BIG DATA
A group of researchers discover a new code in the genome
The finding of researchers at the Barcelona Supercomputing Center (BSC) and the Institute for Research in Biomedicine (IRB Barcelona) has been possible thanks to the calculation capacity of the MareNostrum supercomputer: A team of researchers belonging to a joint programme between the Barcelona Supercomputing Center (BSC) and the Institute for Research in Biomedicine (IRB Barcelona) have discovered a code, unknown to date, in the genome. This new code plays a key role in regulating gene expression, that is to say the mechanism that governs when and in which tissue genes must be expressed. This research has been led by the investigators Modesto Orozco and David Torrents, who both work in the IRB Barcelona – BSC Joint Programme, in collaboration with the team directed by Francisco Javier Luque, at the University of Barcelona. Members of the National Institute of Bioinformatics (INB, acronym in Spanish) have also participated in this study. Thanks to research performed during the last year and published in the last issue of Genome Biology, these scientists have localized the regions in the genome, named promoters, responsible for controlling gene expression. “Localizing these promoter regions is a difficult task because they show few defined sequence signals and the code that nature uses to detect them is highly complex”, explains Modesto Orozco, coordinator of the IRB Barcelona – BSC Joint Programme. This finding is of great relevance for several fields of biology: molecular, evolutional and biomedical.

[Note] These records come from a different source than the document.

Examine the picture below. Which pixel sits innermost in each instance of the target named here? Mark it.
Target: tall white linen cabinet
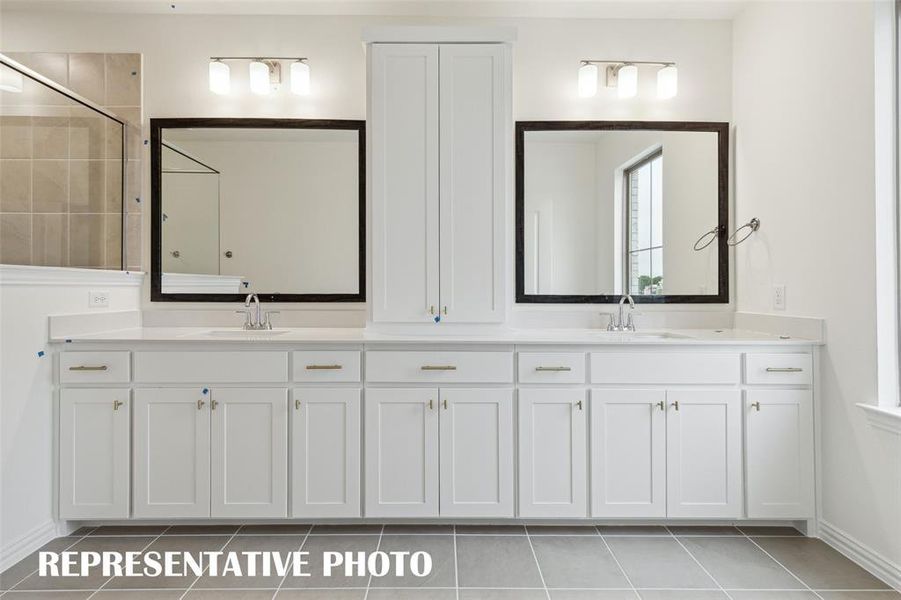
(440, 146)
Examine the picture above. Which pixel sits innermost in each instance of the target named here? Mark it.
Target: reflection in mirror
(605, 212)
(273, 211)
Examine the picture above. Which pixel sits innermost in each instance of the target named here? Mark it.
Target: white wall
(804, 157)
(177, 48)
(26, 398)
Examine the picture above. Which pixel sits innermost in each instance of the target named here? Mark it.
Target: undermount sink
(249, 333)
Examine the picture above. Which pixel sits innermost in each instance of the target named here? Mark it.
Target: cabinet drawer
(210, 367)
(318, 365)
(450, 367)
(779, 368)
(94, 367)
(551, 367)
(665, 367)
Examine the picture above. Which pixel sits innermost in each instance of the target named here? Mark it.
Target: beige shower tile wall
(61, 202)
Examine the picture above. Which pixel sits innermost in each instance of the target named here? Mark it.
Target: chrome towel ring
(752, 226)
(707, 239)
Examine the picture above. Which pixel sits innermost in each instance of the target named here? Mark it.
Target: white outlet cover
(98, 299)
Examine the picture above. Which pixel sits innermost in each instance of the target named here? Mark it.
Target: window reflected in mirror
(614, 208)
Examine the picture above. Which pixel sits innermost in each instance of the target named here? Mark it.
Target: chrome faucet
(619, 324)
(257, 319)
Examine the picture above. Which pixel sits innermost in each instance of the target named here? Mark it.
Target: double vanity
(163, 423)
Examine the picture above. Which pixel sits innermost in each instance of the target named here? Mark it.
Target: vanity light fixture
(11, 80)
(220, 77)
(265, 74)
(623, 75)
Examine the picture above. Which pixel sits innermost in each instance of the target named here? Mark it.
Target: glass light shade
(259, 78)
(300, 78)
(588, 80)
(627, 81)
(667, 82)
(11, 81)
(220, 79)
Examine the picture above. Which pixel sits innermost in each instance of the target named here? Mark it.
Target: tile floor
(474, 562)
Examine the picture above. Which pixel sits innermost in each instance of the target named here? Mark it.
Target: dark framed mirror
(274, 207)
(607, 208)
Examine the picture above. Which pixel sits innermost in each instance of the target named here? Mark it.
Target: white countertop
(301, 335)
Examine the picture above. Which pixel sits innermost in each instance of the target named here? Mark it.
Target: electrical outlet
(779, 297)
(98, 299)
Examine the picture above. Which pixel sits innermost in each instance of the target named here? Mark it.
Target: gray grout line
(150, 543)
(3, 593)
(377, 546)
(616, 560)
(456, 568)
(196, 579)
(703, 568)
(790, 572)
(282, 582)
(538, 565)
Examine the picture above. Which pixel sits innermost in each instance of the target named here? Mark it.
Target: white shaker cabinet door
(249, 444)
(403, 149)
(474, 98)
(93, 453)
(325, 453)
(779, 454)
(704, 466)
(553, 454)
(476, 458)
(628, 453)
(402, 452)
(172, 452)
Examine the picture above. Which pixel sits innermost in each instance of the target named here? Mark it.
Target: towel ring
(703, 241)
(752, 226)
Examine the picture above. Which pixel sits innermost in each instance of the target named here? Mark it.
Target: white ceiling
(609, 9)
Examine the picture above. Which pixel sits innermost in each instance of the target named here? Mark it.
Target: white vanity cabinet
(325, 452)
(439, 127)
(553, 455)
(94, 453)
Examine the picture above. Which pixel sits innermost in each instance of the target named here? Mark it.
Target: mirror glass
(604, 212)
(273, 211)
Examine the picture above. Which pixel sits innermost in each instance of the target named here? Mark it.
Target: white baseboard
(863, 555)
(27, 544)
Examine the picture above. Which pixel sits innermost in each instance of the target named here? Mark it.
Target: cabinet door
(172, 453)
(93, 454)
(476, 458)
(628, 453)
(325, 453)
(250, 452)
(703, 438)
(403, 132)
(474, 142)
(401, 452)
(779, 454)
(552, 453)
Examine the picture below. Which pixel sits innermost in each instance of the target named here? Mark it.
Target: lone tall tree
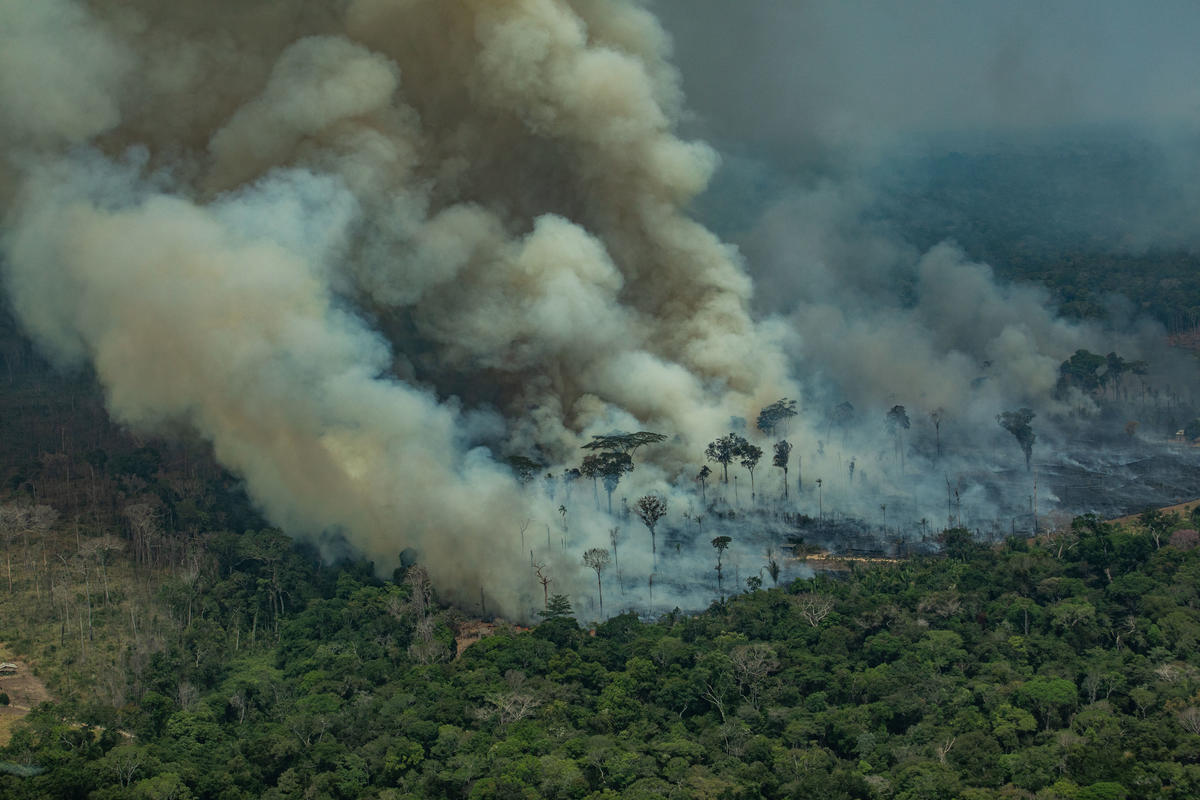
(598, 559)
(936, 416)
(749, 456)
(702, 479)
(649, 510)
(609, 467)
(774, 415)
(720, 545)
(783, 452)
(898, 422)
(1018, 423)
(723, 451)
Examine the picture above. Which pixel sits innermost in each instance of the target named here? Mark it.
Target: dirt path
(1182, 509)
(24, 691)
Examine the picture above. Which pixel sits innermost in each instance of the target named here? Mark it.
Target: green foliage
(1038, 671)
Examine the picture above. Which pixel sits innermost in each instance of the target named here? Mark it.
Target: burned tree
(523, 469)
(936, 417)
(774, 415)
(649, 510)
(898, 422)
(749, 456)
(702, 479)
(723, 451)
(720, 545)
(783, 452)
(625, 443)
(545, 581)
(607, 467)
(1018, 423)
(598, 559)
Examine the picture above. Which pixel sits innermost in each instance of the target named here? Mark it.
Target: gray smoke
(369, 248)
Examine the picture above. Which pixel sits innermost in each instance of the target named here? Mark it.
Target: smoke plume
(371, 248)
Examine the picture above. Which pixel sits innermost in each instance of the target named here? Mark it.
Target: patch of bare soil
(1182, 509)
(24, 691)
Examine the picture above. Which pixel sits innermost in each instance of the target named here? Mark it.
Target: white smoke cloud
(495, 186)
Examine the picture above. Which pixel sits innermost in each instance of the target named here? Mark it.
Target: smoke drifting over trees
(373, 250)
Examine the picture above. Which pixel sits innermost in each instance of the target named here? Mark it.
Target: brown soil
(1182, 509)
(24, 690)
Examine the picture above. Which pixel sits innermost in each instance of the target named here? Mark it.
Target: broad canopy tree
(1018, 423)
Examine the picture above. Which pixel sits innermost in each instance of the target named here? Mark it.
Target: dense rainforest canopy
(1061, 668)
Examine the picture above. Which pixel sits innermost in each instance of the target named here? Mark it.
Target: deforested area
(583, 398)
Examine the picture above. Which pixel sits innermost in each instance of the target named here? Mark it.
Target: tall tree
(898, 422)
(749, 456)
(720, 545)
(723, 451)
(702, 479)
(774, 415)
(598, 559)
(783, 452)
(625, 443)
(649, 510)
(1018, 423)
(612, 467)
(525, 469)
(936, 416)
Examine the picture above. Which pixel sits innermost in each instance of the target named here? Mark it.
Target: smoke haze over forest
(373, 248)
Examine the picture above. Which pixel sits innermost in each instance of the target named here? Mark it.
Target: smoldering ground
(371, 248)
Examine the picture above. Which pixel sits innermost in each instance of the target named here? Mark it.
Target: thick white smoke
(349, 242)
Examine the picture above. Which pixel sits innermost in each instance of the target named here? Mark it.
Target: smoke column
(371, 248)
(354, 242)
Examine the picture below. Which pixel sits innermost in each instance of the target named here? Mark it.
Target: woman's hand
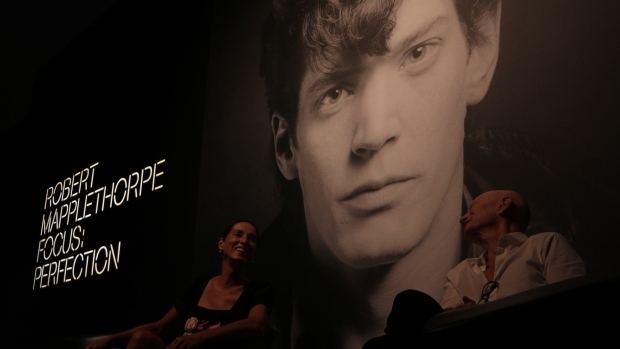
(186, 342)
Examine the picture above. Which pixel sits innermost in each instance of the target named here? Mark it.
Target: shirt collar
(511, 239)
(515, 238)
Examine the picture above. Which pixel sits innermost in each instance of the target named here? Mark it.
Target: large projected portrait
(375, 123)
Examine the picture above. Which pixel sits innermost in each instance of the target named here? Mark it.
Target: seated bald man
(511, 262)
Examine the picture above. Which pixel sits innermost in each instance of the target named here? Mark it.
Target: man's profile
(368, 101)
(511, 262)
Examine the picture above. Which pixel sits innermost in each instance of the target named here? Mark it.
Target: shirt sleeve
(451, 297)
(561, 261)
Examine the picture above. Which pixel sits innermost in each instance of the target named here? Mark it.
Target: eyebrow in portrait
(417, 35)
(339, 75)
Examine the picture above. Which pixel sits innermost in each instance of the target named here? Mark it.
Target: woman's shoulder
(258, 284)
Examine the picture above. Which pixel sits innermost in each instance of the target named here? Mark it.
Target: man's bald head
(517, 210)
(490, 207)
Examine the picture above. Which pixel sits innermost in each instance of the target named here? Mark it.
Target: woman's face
(240, 243)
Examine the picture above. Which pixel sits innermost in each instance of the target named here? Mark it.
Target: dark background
(122, 84)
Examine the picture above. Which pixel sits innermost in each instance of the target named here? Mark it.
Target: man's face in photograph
(379, 138)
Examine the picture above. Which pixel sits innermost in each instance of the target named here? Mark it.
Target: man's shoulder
(462, 267)
(544, 238)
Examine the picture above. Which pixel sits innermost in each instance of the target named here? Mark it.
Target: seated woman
(227, 311)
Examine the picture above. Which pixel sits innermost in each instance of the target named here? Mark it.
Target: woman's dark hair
(229, 227)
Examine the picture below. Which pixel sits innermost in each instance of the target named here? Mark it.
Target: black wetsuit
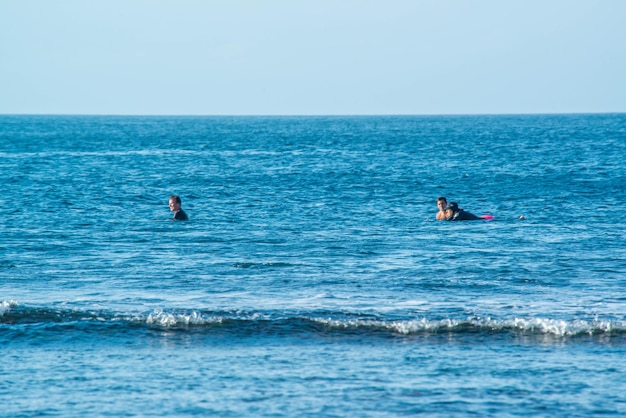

Furthermore, the discovery of these promoter regions is a first step to a better understanding of the structure of DNA and to establish the molecular bases of certain diseases, such as cancer. “Many types of cancer are caused directly or indirectly by poor regulation of the expression of certain genes that control cell growth (oncogene). To understand this poor regulation, it is necessary to determine the localization of the promoters that regulate these genes”, explains David Torrents, principal researcher with the IRB Barcelona – BSC Joint Programme.
The scientists have developed strategies to determine the physical properties of DNA at genomic level by means of molecular dynamics modeling. These strategies are possible thanks to the immense calculation capacity of the supercomputer MareNostrum, in Barcelona, one of the most powerful of its kind worldwide.